In psychology they call it 'ownership bias', the attachment one gets for what one possesses. In baseball, we call it the love affair for our hometown 'boys', whether they've earned it or scorned us.
Www.baseball-reference.com gives us a means of quantifying how much love 'our boys' have shown us, using something called similarity scores. We can compare our guys to statistically similar players throughout baseball history, and see how much we might value some of those 'strangers'.
First let's focus on the hitters we think are staying, Jason Varitek, Edgar Renteria, Kevin Youkilis, and probably Trot Nixon. We'll then look at 'the always leaving' Manny Ramirez, Johnny Damon, Tony Graffanino, Bill Mueller, and Kevin Millar.
Varitek's top similarity scores by age are: Darren Fletcher, Mike MacFarlane, Sandy Alomar, Mike Lieberthal, and Darren Daulton. Not bad, but nobody headed to Cooperstown.
Renteria lines up with Allen Trammell, Dick Bartel, Jim Fregosi, Roberto Alomar, Derek Jeter, and Lou Boudreau. Boudreau is going to the Hall of Fame, and (deal with it) so is Jeter.
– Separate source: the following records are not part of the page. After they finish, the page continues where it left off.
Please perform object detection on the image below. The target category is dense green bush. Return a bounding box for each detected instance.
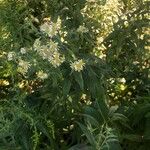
[0,0,150,150]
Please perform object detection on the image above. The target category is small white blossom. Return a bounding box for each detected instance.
[119,78,126,83]
[37,71,48,80]
[18,59,31,74]
[33,39,41,51]
[7,52,15,61]
[77,26,89,33]
[71,59,85,72]
[50,52,65,68]
[20,48,27,54]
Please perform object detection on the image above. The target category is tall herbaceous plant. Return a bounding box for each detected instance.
[0,0,149,150]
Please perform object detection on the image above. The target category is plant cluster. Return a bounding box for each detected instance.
[0,0,150,150]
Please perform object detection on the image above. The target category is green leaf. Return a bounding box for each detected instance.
[63,79,71,96]
[77,122,96,147]
[73,72,84,90]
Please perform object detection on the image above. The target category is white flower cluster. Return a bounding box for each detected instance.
[77,26,89,33]
[40,18,61,37]
[33,39,65,68]
[37,70,48,80]
[71,59,85,72]
[7,52,16,61]
[18,59,31,75]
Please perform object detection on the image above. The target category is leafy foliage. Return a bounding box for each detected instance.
[0,0,150,150]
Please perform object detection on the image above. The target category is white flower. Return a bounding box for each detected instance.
[71,59,85,72]
[20,48,26,54]
[7,52,15,61]
[33,39,41,51]
[37,70,48,80]
[77,26,89,33]
[50,52,65,68]
[119,78,126,83]
[18,59,31,74]
[40,20,60,37]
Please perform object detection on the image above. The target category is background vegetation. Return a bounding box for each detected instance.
[0,0,150,150]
Youkilis doesn't have enough of a track record for comparisons yet.
Nixon's comps include Dante Bichette, Carl Everett, Jeffrey Hammonds, Reggie Sanders, and Ben Ogilvie. Again, pretty good players, but no superstars.
Manny Ramirez's matches for age include Willie Mays, Frank Robinson, Barry Bonds, Ken Griffey, and Jim Thome. Lofty company indeed.Need I say more?
Damon's similars ring up Tim Raines, Cesar Cedeno, Willie Davis, Lou Brock, and Pete Rose, obviously a group of pretty gifted players. Damon's 3 year OPS numbers are .750, .857, .805, with an OBP of .366 this year. He was ninth in times on base and fourth in runs. His stolen base totals have fallen below 20 for the past two years, and his global defense is mediocre, with good range and a weak arm.
Graffanino rings up Nelson Liriano, Randy Velarde, Lee Lacy, Jim Leyritz, and Scott Hatteberg.
Bill Mueller's category by age shows us Joe Randa, Don Hoak, Jeff Cirillo, Don Buford, and Bip Roberts, all guys who had decent careers, but complementary players, not cornerstones.
Kevin Millar has surprisingly good company including Huff, Nixon, Mike Easler, Raul Ibanez, and Brad Fullmer. The problem with Millar is the OPS trend, .875, .820, .857, .754 which suggests that Millar may have just fallen off the edge of competence.
The reason the Right Sox aren't in the World Series isn't just the need for more pitching. The offense had plenty of weaknesses down the stretch, and the GM, be it Theo or a Neo, will have plenty of work to rebuild this team.